Though the jury is still out to determine the reasons behind the series of fatal fire accidents; however, a few areas have been flagged as areas of concern in the new emerging technology. For example, the adaptability of EV batteries and reliability of power supply which are key components in an EV, in extreme Indian conditions, has come under intense scrutiny.

"From Ola Electric to Okinawa Autotech, several EV makers are under the scanner for reported fires in their e-scooters" is evident from the series of tweets by Union Road Transport and Highways Minister Nitin Gadkari, wherein he cautioned EV companies to take "advance action to recall all defective batches of vehicles." The minister further assured that his ministry will "soon issue quality-centric guidelines for electric vehicles."

EV is an emerging sector, and it will have to undergo these trials and tribulations because the industry is primarily driven by startups who are either first-time entrepreneurs or with little or zero first-hand experience running an automobile company. In addition, the technology itself is evolving and undergoing rapid changes.

Since it will take a while before reasons are found and fixed. In the meantime, the EV industry has to carry on with business during this waiting period. So, what should be done while corrective measures are being designed to ensure the safety of human lives? Below are a few simple steps that can be implemented.

Allow the EV sector to mature: This industry requires support from manufacturers to end-users and governments to enablers; only then it will grow and mature.

Safety first, not sales: While the industry is busy releasing EVs and building supporting environments such as charging stations and services centres, it is also aggressively engaged in R&D, building and testing new products & variants. However, given that companies have little time due to demand and limited regulatory guidelines to test and certify products, the ounce is on EV manufacturers to hold themselves responsible not to be involved in a rat race for sales at the cost of human lives.

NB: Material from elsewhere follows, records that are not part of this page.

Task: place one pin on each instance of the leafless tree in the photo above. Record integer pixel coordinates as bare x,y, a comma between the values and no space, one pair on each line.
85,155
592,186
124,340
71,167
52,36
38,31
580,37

Speedup enablers ecosystem: Similarly, the government should aggressively roll out enabling ecosystems such as Centers of Excellence (CoE), Testing Facilities, and Industry Technology Consortia(ITCs) that lead to a collaborative environment among academia/Laboratories and private companies as envisaged under the Technology Platform for Electric Mobility (TPEM) vision.

TPEM is a joint initiative of departments of heavy industry (DHI) and science and technology (DST), and it was set up in April 2015 as part of the National Mission for Electric Mobility (NMEM) Plan. Under the program, a key vision is to "develop technologies & products that specifically address India's needs." This means companies should develop technologies to manufacture components and parts that suit Indian conditions.

Educating end-user: Last but not least, there is also a need to educate end-users about the risks, dos' and don'ts around the use and misuse of EVs. Companies should use their advertising and PR budgets to create awareness about the current risks associated with EVs. Again, the best example is the equity market, where investors are apprised of the risks related to stock market investment.

The EV sector is still in its primitive stage, wherein manufacturers are experimenting with components, battery chemistries, cell constructions, battery management systems, thermal management systems, and battery pack designs and charging stations. What they need is time to mature the system.